El cuento que inventó el Gobierno para su cuarta Reforma Tributaria fue llamarla “Ley de Inversión Social”, cuando su nombre real es Ley de Incremento del Pago de la DE, gasto que será cada vez mayor por las últimas deudas que contrajeron con el Fondo Monetario Internacional (FMI) y otra de la semana anterior con el Banco Mundial (BM) por 500 millones de Dólares, desembolsos que siguen la Ley de la adicción, en la que el pervertidor suministra una dosis de droga cada vez mayor al adicto degradándolo cada vez más y manteniéndolo sujeto a su control, así mantiene la hegemonía neoliberal la denominada banca multilateral.

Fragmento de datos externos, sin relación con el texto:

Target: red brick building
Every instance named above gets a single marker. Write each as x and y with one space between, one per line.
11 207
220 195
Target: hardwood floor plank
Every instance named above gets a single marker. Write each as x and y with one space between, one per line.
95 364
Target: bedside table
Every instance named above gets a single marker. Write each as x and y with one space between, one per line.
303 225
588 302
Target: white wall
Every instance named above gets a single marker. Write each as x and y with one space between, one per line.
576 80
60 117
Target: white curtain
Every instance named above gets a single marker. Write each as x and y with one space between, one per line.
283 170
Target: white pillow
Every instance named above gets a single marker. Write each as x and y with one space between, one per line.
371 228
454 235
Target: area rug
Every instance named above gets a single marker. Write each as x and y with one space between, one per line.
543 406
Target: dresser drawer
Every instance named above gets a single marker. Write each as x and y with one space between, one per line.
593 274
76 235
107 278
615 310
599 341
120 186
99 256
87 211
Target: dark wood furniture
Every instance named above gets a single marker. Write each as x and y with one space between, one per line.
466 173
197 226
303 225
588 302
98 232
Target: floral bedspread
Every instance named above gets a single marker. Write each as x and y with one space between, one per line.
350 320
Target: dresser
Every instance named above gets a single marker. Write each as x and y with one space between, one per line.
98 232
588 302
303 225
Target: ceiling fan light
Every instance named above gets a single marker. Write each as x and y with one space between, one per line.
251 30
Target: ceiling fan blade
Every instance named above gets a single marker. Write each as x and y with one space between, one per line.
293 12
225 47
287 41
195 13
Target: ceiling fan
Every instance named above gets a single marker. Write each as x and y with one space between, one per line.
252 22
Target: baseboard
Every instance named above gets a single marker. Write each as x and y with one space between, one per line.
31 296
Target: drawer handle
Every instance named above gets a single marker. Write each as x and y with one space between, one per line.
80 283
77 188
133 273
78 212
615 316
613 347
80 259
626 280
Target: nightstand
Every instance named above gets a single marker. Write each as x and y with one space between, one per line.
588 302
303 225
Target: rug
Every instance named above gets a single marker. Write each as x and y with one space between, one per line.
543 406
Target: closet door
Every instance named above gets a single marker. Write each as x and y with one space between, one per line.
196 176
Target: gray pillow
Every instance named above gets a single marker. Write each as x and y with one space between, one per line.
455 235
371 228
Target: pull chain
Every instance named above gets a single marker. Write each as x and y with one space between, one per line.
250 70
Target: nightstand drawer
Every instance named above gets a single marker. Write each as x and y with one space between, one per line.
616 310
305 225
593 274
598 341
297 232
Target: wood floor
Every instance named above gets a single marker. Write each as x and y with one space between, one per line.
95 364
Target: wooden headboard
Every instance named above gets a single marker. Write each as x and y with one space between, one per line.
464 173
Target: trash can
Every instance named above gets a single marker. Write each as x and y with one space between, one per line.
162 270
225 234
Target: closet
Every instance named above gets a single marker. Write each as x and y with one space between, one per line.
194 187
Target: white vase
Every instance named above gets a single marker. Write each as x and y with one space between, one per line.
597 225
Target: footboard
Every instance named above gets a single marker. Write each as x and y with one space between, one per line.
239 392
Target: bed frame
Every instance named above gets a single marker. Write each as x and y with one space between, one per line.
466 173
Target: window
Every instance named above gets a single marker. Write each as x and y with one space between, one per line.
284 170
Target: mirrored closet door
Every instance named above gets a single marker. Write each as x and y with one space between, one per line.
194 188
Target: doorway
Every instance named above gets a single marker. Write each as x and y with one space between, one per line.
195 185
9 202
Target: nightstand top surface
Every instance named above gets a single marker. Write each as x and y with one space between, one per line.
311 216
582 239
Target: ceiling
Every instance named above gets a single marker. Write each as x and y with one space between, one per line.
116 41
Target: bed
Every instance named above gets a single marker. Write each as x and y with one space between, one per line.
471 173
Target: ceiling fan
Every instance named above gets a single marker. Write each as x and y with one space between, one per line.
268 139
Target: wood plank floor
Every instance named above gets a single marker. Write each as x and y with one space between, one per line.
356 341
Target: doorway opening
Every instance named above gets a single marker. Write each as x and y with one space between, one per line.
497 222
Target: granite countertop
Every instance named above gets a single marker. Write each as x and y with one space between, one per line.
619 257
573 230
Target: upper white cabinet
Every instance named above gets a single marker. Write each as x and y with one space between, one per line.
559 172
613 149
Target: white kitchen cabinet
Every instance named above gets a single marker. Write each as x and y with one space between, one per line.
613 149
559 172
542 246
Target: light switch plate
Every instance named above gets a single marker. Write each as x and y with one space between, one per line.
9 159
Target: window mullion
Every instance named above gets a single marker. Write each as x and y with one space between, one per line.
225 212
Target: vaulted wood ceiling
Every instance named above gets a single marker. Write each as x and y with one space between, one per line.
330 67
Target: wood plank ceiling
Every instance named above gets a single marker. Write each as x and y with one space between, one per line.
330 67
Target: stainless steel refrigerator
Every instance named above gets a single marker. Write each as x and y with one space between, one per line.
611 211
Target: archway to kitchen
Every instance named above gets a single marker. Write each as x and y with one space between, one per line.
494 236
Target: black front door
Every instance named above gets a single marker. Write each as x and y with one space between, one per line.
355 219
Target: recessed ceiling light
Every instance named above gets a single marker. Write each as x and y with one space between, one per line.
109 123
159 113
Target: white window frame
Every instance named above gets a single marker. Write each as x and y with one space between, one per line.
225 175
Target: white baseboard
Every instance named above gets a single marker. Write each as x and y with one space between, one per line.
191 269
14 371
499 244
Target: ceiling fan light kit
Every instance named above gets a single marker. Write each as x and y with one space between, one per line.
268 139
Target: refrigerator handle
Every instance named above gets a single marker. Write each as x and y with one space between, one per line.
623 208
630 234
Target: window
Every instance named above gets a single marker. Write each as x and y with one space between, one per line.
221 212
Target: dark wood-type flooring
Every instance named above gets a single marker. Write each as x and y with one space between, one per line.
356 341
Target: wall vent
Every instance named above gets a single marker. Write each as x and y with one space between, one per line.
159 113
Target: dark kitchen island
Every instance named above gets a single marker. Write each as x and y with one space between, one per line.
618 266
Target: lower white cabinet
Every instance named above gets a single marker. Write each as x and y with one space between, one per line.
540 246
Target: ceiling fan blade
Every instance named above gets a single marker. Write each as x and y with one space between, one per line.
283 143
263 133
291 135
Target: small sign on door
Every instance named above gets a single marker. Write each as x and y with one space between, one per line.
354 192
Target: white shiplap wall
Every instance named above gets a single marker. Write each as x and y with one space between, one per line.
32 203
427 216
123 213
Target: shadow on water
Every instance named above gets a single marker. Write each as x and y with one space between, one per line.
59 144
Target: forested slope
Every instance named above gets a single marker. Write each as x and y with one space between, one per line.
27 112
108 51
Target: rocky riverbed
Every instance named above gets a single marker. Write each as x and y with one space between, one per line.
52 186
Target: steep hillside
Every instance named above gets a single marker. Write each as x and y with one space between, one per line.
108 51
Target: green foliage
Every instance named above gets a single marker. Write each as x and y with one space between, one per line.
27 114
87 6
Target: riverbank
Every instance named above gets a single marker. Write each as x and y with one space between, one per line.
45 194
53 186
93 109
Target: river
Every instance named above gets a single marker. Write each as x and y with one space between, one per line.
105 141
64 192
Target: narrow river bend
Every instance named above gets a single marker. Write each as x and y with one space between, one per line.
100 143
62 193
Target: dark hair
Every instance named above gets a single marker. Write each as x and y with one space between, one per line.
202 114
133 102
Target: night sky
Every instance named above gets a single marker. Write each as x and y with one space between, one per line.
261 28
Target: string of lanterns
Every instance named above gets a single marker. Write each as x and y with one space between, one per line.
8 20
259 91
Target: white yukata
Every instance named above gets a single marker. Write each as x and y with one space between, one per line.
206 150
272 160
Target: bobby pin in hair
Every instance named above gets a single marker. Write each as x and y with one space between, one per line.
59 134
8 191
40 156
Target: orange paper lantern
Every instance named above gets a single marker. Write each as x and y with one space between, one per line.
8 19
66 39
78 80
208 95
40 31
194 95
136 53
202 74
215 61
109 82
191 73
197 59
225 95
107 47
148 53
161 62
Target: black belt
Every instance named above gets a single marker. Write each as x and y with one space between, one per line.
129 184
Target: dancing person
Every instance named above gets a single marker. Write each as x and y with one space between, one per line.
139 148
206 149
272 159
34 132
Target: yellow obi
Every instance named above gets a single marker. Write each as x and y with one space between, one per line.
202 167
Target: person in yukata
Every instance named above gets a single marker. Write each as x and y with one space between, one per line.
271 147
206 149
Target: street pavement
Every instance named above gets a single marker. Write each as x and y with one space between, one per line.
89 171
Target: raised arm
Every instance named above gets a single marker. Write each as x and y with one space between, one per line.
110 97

A estos banqueros les sirve que el Gobierno gaste más de lo que produce el país porque este déficit fiscal dizque lo remedian con un mayor endeudamiento externo, con lo que lo esclavizan en un círculo vicioso que engorda a los parásitos del FMI y el BM, a la vez que la élite dominante se lucra con el derroche burocrático y la corrupción, cobro que hace por administrar ingresos adicionales que por ejemplo generan la mejoría de precios del petróleo (16,4 billones de Pesos), la cuarta Reforma Tributaria (15,2 billones), la venta de Isagen (14,2 billones), los 11,8 billones de Pesos del FMI y los 500 millones de Dólares del BM.

La banca y el régimen como parásitos viven de la sangre colombiana, mientras la mayoría sobrevive en el desempleo, el trabajo informal, el hambre y las enfermedades en un estado de penuria creciente que alimenta explosiones sociales como el reciente Paro Nacional, sublevación que equivocadamente la élite dominante cree sofocar incrementando los gastos de Guerra, mecanismo de “tratar de apagar la hoguera echándole gasolina” que cada vez funciona menos. Apagar el incendio nacional exige cambios estructurales a los que se opone el régimen dictatorial imperante y su patrocinador el Gobierno de Estados Unidos, dichos cambios llegarán por la fuerza de las luchas de la mayoría que instaure un Gobierno para la mayoría, en una alternancia que va más allá de un cambio de caras en la administración, para ser un Gobierno democrático y soberano que traiga la paz con justicia social a Colombia.